Mar 4th, 10:45 AM Mar 4th, 12:00 PM

Detection of Novel Repeat Regions within the Toxoplasma gondii Genome for Clinical Diagnostic

MBSC Dodge Room 302A - U

Sensitive, specific, and efficient diagnostics aid in the accurate detection of infectious diseases, which can be vital to ensure patients receive appropriate treatment. The current diagnostic methods of Toxoplasma gondii include serological testing and polymerase chain reactions (PCR), which have comparable accuracy. Currently, Rep529, a 200 to 300-fold repeated region, is used to detect T. gondii by quantitative PCR, but as a diagnostic marker, there is variability in the sensitivity against different strains. A novel PCR diagnostic marker that is more sensitive than the current clinical diagnostic of Rep529 would enhance detection of lower parasite amounts in the patient and be more accurate against strains that diverge from known isolates.

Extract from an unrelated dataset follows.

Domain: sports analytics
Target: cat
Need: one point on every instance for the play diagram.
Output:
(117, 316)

Enhanced specificity to Toxoplasma gondii would ensure a lack of detection of the host and other human pathogens. Such developments would permit enhanced detection of the parasite, becoming a viable option for improving patient outcomes. Using a novel bioinformatics workflow, three novel regions of the T. gondii genome were identified and investigated to detect the pathogen at a more specific and sensitive threshold than Rep529. Now, in vitro laboratory techniques are showing, quantitatively, that all three sequences are more robust than the current state of the art.